ORFdate estimates the evolutionary age (in Mya) of a set of ORFs of a genome (coding or noncoding ORFs) based on phylostratigraphy.


References#

  1. Papadopoulos, C., Chevrollier, N., Lopes, A. Exploring the peptide potential of genomes. Meth. Mol. Biol. (2022).
  2. Papadopoulos, C., Arbes, H., Chevrollier, N., Blanchet, S., Cornu, D., Roginski, P., Rabier, C., Atia, S., Lespinet, O., Namy, O., Lopes, A. (submitted).
  3. Bitard-Feildel, T. & Callebaut, I. HCAtk and pyHCA: A Toolkit and Python API for the Hydrophobic Cluster Analysis of Protein Sequences. bioRxiv 249995 (2018).
  4. Dosztanyi, Z., Csizmok, V., Tompa, P. & Simon, I. The pairwise energy content estimated from amino acid composition discriminates between folded and intrinsically unstructured proteins. Journal of molecular biology 347, 827–839 (2005).
  5. Dosztányi, Z. Prediction of protein disorder based on IUPred. Protein Science 27, 331– 340 (2018).
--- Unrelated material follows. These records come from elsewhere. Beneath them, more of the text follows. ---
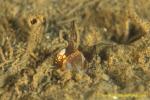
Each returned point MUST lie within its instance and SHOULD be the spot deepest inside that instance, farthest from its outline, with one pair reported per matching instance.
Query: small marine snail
(70, 58)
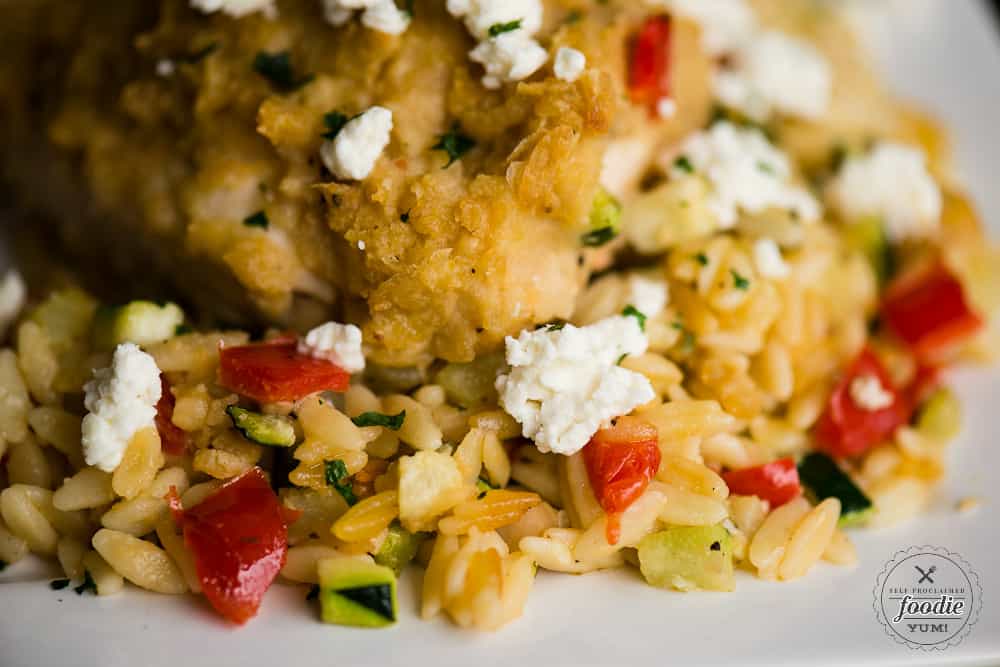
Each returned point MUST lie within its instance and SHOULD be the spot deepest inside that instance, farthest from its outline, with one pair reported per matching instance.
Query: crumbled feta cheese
(893, 183)
(569, 64)
(121, 401)
(381, 15)
(868, 393)
(725, 24)
(648, 296)
(564, 384)
(767, 257)
(666, 108)
(165, 67)
(481, 15)
(236, 8)
(775, 72)
(510, 56)
(746, 173)
(13, 294)
(339, 343)
(352, 154)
  6. Mészáros, B., Erdős, G. & Dosztányi, Z. IUPred2A: context-dependent prediction of protein disorder as a function of redox state and protein binding. Nucleic acids research 46, W329–W337 (2018).
  7. Fernandez-Escamilla, A.-M., Rousseau, F., Schymkowitz, J. & Serrano, L. Prediction of sequence-dependent and mutational effects on the aggregation of peptides and proteins. Nature biotechnology 22, 1302–1306 (2004).
  8. Linding, R., Schymkowitz, J., Rousseau, F., Diella, F. & Serrano, L. A comparative study of the relationship between protein structure and β-aggregation in globular and intrinsically disordered proteins. Journal of molecular biology 342, 345–353 (2004).
  9. Rousseau, F., Schymkowitz, J. & Serrano, L. Protein aggregation and amyloidosis: confusion of the kinds? Current opinion in structural biology 16, 118–126 (2006).